Source: NJ.com
Beginning next week, the state Health Department will have new legal authority to expand the supply and demand for medical cannabis in New Jersey — a major priority for Gov. Phil Murphy’s administration as the effort to legalize recreational marijuana is looking unlikely this year.
For the first time, the department will be able to create a permit-granting system that divides up the industry between cultivators, manufacturers, and retailers. The six operating nonprofits which serve the 46,300 registered patients control all aspects of the process, as will the next six which were awarded contracts in December.
Issuing permits for the various segments of the medicinal cannabis business is expected to open the door to smaller entrepreneurs, promote the industry’s growth and generate more medicine as roughly 2,000 patients join the program every month.
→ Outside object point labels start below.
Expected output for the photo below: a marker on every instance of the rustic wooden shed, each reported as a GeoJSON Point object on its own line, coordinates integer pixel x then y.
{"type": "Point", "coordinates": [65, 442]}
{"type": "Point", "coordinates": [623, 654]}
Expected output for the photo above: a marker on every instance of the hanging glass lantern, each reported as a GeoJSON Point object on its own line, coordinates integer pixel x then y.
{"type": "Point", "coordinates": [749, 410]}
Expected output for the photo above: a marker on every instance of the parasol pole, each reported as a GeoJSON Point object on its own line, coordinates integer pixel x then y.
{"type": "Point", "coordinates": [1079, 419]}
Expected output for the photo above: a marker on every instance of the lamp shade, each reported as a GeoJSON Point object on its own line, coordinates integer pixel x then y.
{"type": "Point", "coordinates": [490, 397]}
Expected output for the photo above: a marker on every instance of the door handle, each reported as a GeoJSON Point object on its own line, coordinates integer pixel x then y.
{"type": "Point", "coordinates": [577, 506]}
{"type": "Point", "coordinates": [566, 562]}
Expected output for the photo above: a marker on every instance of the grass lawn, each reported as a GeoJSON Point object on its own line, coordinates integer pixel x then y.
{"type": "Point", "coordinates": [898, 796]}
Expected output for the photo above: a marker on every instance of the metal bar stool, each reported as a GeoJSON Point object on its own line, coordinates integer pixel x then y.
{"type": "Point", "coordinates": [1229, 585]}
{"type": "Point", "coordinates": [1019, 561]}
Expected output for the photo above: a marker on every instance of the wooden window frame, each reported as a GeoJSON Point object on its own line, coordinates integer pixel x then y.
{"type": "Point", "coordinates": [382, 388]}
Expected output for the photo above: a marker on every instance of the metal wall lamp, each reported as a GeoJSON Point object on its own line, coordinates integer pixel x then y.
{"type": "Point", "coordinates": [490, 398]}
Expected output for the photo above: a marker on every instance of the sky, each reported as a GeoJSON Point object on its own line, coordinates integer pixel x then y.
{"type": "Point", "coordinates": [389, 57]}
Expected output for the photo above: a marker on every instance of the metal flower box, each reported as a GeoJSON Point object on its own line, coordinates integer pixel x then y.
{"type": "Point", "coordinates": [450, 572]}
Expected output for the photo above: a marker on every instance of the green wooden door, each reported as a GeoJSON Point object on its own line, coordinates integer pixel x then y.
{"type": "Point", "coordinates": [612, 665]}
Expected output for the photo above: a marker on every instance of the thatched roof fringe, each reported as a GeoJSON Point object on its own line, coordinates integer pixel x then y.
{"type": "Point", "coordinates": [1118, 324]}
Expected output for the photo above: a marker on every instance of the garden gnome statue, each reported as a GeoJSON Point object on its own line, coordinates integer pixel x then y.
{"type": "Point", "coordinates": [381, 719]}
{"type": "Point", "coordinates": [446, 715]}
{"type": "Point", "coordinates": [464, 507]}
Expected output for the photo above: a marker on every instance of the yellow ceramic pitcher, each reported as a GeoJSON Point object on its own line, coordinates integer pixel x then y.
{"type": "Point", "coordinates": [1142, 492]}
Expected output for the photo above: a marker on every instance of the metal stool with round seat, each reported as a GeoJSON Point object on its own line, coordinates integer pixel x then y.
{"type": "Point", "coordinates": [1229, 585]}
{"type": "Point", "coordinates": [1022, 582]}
Other new rules that take effect on May 20 will permit the health commissioner to add medical conditions that qualify patients for the program. This would replace the process, adopted under the 2010 law, which requires the Medicinal Marijuana Review Panel to hold multiple public hearings over six months before it makes a recommendation to the health commissioner. The more conditions the state adds, the greater the demand will be for the program.
The new rules also eliminate the requirement that minor patients must be recommended by a psychiatrist before they are enrolled in the program — a burden in the early years as doctors resisted being associated with what is still an illegal act under federal law.
The rule-making process in state government requires changes to be advertised in the New Jersey Register, a biweekly publication, and solicit oral and written comment from the public. The amended rules are published again before they take effect.
State legislators are expected to approve a new medicinal marijuana law that would usher in even broader changes, but its fate is tied to the legalization bill, which doesn’t have enough support to pass yet.
Information on the program can be found at the NJ.gov website.